There is no lion again in our forest of labour movement. What we have are rats ruffling dry leaves in search of crumbs. A whole governor was shot at on Friday in Borno. Poor, innocent policemen and soldiers took the bullets on behalf of the governor. Death from terrorists and bandits have become ten-a-kobo in Nigeria. The North-East is Nigeria’s zone of death; the North-West is the country’s spring head of banditry. The Middle Belt and swaths of Southern forests are colonies of murderous kidnappers. The victims are most of the time straitened members of the working class. But the tears of sympathy we see are from the eyes of outsiders. There is no labour to tell the bumbling government to account for every life put in its care.

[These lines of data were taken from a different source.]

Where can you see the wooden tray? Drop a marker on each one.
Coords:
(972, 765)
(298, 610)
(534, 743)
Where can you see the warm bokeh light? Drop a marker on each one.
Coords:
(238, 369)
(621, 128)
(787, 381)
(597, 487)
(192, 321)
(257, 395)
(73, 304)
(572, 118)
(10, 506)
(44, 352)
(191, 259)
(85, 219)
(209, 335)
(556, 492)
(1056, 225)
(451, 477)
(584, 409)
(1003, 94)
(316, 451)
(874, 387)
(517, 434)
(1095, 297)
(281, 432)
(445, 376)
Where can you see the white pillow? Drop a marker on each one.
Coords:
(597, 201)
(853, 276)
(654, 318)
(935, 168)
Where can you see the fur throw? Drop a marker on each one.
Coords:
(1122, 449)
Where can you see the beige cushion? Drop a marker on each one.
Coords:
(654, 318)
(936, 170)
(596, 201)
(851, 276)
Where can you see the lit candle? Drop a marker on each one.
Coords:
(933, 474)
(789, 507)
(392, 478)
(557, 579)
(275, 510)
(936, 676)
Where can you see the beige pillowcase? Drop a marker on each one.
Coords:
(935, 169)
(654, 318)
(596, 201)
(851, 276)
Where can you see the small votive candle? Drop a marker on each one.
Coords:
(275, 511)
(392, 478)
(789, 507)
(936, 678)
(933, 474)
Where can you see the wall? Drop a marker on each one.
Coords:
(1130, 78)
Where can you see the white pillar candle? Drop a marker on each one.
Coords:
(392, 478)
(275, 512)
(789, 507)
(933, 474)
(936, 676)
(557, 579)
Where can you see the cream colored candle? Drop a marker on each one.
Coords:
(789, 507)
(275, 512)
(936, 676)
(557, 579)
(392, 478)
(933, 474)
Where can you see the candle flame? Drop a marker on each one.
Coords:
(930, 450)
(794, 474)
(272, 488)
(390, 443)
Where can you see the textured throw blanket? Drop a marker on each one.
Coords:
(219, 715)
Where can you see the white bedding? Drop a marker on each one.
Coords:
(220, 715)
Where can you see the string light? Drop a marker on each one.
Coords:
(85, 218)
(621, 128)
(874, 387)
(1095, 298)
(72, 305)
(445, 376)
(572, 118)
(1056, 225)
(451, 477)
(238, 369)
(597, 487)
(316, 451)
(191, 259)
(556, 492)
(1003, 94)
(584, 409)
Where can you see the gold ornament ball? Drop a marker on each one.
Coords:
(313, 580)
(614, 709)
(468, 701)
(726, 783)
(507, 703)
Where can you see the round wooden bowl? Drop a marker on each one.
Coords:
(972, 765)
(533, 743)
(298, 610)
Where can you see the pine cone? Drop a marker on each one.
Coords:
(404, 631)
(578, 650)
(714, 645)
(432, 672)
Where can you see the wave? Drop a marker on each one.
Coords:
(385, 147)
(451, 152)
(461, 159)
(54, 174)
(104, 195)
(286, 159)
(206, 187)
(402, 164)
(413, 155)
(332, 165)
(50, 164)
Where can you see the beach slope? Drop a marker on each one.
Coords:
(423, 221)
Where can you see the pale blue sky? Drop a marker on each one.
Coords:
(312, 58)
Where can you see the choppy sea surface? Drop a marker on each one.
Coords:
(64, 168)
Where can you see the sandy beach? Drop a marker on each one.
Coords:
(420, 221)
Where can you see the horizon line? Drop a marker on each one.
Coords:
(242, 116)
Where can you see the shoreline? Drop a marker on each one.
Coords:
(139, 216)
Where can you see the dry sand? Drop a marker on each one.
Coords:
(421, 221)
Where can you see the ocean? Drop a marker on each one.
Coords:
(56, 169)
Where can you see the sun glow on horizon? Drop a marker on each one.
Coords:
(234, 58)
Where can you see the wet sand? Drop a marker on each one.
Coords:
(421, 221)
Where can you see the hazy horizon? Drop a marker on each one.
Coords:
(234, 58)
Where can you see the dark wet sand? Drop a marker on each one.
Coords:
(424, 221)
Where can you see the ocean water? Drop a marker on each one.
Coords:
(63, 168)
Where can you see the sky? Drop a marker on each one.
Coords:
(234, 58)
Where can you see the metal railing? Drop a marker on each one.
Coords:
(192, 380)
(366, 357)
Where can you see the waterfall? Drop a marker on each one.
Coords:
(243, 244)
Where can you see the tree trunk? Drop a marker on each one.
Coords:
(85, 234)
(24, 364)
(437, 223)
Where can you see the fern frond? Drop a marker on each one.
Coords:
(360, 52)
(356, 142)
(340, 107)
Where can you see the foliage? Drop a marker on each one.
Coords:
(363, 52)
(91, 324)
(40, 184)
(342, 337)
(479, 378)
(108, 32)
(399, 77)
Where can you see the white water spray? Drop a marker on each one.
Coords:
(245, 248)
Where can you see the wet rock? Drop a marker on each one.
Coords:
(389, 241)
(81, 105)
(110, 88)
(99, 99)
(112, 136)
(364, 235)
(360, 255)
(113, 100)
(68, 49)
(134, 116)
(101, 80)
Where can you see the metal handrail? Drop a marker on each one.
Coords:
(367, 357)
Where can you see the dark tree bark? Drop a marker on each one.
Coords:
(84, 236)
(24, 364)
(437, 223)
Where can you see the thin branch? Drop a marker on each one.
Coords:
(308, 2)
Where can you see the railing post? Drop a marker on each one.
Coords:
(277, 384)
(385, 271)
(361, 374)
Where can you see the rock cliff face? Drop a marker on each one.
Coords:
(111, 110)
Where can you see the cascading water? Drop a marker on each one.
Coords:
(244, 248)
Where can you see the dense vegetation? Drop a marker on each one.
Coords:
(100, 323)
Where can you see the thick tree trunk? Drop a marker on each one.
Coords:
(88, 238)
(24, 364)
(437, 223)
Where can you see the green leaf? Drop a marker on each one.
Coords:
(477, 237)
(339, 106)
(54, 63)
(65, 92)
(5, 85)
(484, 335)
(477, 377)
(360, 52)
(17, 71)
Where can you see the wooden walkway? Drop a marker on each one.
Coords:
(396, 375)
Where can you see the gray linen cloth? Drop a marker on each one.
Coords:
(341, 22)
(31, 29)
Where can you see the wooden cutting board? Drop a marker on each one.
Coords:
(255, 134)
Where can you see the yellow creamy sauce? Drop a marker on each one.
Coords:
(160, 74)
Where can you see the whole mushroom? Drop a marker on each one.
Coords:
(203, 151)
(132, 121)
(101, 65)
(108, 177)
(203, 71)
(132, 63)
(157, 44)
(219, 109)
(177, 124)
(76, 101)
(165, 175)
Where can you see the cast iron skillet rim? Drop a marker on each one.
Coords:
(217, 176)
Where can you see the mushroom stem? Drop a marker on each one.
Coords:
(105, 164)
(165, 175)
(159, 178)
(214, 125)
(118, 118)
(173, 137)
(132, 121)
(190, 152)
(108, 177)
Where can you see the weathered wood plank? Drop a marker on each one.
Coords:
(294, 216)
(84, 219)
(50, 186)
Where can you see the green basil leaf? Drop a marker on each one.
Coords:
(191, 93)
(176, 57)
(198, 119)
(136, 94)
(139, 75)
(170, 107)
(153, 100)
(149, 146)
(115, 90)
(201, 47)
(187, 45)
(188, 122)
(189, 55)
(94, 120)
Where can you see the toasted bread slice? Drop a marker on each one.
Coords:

Two years ago, UNESCO said Boko Haram had destroyed nearly 1,000 schools and displaced 19,000 teachers. It cited 2016 reports from the Human Rights Watch to back its claims. It added that other UN reports indicated that Boko Haram had killed almost 2,300 teachers in that North-East corridor by 2017. “The latest education needs assessment found that out of 260 school sites, 28 per cent had been damaged by bullets, shells or shrapnel; 20 per cent had been deliberately set on fire; 32 per cent had been looted and 29 per cent had armed groups or military in close proximity.” Scary figures! That was two years ago. The situation is worse today. Some days ago, before the attack on the Borno governor, a colonel was murdered by terrorists in that state. Another colonel was reported killed by bandits in Katsina two days ago. How many nameless soldiers died with these colonels? We do not know. When will these killings end? We have no clue. Even the government cannot say – because it is clueless. Now, if all these are not enough for labour – and for us – to genuinely fret over, what will?